The Hanon finger exercises have been a staple of piano teaching for more than a century - and with good reason. They are easy to understand and therefore to play and they train the fingers to obey mental commands as well as warming the hands up nicely for repertoire practice and performance.
Anybody hoping to become or remain a keyboard player or performer needs technical practice to maintain any level of skill. Supplemented with more advanced technical exercises as necessary, the Hanon finger exercises offer a simple first-choice solution to doing just that.
Here's an introductory video explaining how the Hanon finger exercise patterns work.
Download the hard copies (Nos. 1 to 10) here.
The problem with these versions is two-fold. Firstly, they span two octaves, more than is needed to practice, in the author's opinion (on the grounds that you would gain more from practicing one octave each of two patterns than two octaves of the same pattern).
Secondly, and partly as a result, they present an off-putting dense, black, and frankly doom-laden appearance, stifling critical practice and inhibiting innovation.
Musicarta response has been to offer a video introduction to the first ten Hanon exercises which has proven immensely popular but in its original www.musicarta.com incarnation and on Udemy and Skillshare.
The online pages you are browsing now also have reference audio-visual performances which demonstrate the pattern rehearsed. Listening before playing helps model the performance in advance and pulls the attention away from the written music and towards the performance.

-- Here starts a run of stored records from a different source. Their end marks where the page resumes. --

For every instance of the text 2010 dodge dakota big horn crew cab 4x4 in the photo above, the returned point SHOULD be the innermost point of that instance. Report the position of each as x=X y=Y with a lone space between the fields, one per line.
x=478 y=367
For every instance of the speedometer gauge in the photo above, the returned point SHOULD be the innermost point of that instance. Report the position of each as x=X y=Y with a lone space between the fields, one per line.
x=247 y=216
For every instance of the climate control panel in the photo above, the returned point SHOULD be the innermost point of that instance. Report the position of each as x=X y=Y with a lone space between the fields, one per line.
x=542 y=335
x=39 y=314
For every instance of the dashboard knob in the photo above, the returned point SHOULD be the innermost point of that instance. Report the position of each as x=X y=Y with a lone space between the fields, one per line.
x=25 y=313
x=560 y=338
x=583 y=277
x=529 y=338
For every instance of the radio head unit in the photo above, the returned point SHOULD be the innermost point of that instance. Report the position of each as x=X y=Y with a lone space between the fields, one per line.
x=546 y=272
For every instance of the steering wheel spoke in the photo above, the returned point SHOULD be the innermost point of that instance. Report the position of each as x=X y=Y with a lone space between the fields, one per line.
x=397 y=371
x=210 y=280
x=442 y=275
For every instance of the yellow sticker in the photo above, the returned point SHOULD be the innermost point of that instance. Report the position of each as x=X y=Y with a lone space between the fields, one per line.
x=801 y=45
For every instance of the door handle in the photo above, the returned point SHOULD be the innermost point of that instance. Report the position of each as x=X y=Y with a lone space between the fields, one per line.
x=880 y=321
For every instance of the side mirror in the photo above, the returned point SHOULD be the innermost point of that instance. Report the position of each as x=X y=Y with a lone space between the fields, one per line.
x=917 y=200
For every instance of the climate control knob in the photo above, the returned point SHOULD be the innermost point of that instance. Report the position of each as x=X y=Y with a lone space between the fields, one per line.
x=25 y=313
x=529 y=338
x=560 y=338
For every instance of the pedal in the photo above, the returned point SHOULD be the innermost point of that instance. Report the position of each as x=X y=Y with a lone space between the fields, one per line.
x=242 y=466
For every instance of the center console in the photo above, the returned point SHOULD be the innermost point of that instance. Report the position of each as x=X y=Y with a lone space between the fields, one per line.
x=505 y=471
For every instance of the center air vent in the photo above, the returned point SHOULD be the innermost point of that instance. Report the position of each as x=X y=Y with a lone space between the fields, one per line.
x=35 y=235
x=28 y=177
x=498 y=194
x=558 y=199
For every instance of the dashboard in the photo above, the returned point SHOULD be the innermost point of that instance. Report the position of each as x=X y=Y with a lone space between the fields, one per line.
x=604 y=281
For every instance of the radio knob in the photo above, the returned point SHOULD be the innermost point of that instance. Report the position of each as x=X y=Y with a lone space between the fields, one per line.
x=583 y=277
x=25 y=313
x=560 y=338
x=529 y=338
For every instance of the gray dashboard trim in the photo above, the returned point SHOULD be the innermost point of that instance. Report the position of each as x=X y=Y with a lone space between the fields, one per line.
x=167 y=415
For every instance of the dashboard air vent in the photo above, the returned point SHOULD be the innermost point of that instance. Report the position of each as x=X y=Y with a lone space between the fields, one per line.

Unlike the original format, the Musicarta versions of the exercises cover one octave only. The first ten exercises are split up over two web pages with page anchors so that pupils can be directed straight to their exercise-of-the-week.
As to the hard copy, which you can download here, Nos. 1 to 10 are presented over one octave only, and only one exercise/pattern per page - for ease of printing off for weekly distribution and to maintain a light look on the page.
A line diagram of the shape of the exercise is given, with an exaggerated thumbnail sketch of the profile to guide you. The more quickly you can see and play 'the pattern', the more quickly you can concentrate on letting the exercises truly improve your technique.
Once pupils understand how the exercises creep up and down the keyboard and can 'spot the pattern' reliably, a Hanon shorthand (Nos. 1-30) version should be all that is needed.
And yes, these are exercises! Try to build up speed, accuracy and volume. Piano playing is a lot more physical than most people at first think, and practicing can usefully approached as if you were training for a sport!